Demokrasi; tüm insanların eşit haklara sahip olduğu, seçme, seçilme özgürlüğünün olduğu bir yönetim biçimidir. Siyasal denetimin doğrudan doğruya halkın ya da düzenli aralıklarla halkın özgürce seçtiği temsilcilerin elinde bulunduğu, toplumsal ve ekonomik durumu ne olursa olsun tüm yurttaşların eşit sayıldığı bir yönetimdir. Doğal tanımı gereği monarşiye karşı bir sistemdir.
Demokrasinin olmazsa olmazları, Milli Egemenlik, Seçme ve Seçilme Hakkı, Katılım, Özgürlük, Eşitlik, Çoğulculuk, Çoğunluk, Hoşgörü, Hukuk Devleti, Kuvvetler Ayrılığı ilkeleridir.
Cumhuriyet; halkın egemenliği kendi elinde tuttuğu ve bunu belli süreler için seçtiği milletvekillleri aracılığıyla kullandığı devlet biçimidir. Ki, bu tanımı Cumhurbaşkanlığı yönetim sistemine geçtiğimiz için,'' halkın egemenliği kendi elinde tuttuğu ve bunu belli süreler için seçtiği milletvekillleri ve cumhurbaşkanı aracılığıyla kullandığı devlet biçimidir'' diye revize etmemiz gerekir.
Bugün bu tanımlara dikkat çekerek yazıma başlamak istedim.
Şimdi gelelim son gelişmelere! İstanbul Büyük Şehir Belediye Başkanı Ekrem İmamoğlu dün diplomasının iptal edilmesinin ardından, bugün organize suç örgütü kurmak, rüşvet, irtikap, dolandırıcılık, ihaleye fesat karıştırmak, PKK/KCK terör örgütüne yardım etmek suçlarından göz altına alındı. Aynı şekilde Beylikdüzü ve Şişli Belediye başkanları ile birlikte yaklaşık 100 kişi göz altına alındı. Gözaltına alınan kişilerin evlerinde aramalar yapılıyor.

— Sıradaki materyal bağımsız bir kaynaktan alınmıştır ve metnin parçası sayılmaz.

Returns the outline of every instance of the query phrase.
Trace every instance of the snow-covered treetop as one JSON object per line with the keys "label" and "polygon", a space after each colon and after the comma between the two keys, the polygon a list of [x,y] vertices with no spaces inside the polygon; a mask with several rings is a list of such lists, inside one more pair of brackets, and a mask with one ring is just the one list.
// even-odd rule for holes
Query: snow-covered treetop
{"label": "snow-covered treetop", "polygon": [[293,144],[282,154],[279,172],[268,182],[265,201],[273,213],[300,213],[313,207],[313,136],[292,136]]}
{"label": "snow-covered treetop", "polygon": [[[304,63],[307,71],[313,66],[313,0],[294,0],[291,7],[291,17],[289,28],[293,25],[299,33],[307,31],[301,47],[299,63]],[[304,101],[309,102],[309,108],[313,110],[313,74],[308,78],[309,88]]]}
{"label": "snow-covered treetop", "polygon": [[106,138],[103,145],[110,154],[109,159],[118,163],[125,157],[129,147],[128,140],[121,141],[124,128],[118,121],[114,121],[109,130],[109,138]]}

Yukarıdaki iddialar şu an için sadece iddia. Yargının kararı işin aslının ne olduğunu gösterecek. Ama tabi bu kararı öğrenmek kaç yıl sürecek bilemiyorum! 2008-2009 ve sonrasında ordunun generallerine karşı düzenlenen Balyoz, Ergenekon gibi operasyonlarda çok sayıda general ve Genel Kurmay Başkanı dahil ordu mensubu tutuklanmış, ama 6 yıl sonra tamamı suçsuzlukları mahkemece tespit edilip serbet bırakılmışlardı. Zamanında bu tutuklama kararlarını alan savcı, hakim, emniyet mensupları ise FETÖ zanlısı olarak ya tutuklanıp hapse atıldılar, ya da yurt dışına kaçtılar.
Benzer şekilde evlerinde para kutuları çıkan banka yöneticileri suç iddiaları ile gözaltına alınmış, ama daha sonra suçsuz diye serbest kalmışlardı. Zamanında Türkiye'ye ihracatta yaptığı katkılarla devletten taltif alan Rıza Zarraf, daha sonra yurt dışına kaçıp ABD ile Halkbank Davamıza neden olan aranan kişi oldu. Yani demem o ki, suçlamalara bakıp yargıda bulunmak doğru olmaz. Kararı yargı verecektir.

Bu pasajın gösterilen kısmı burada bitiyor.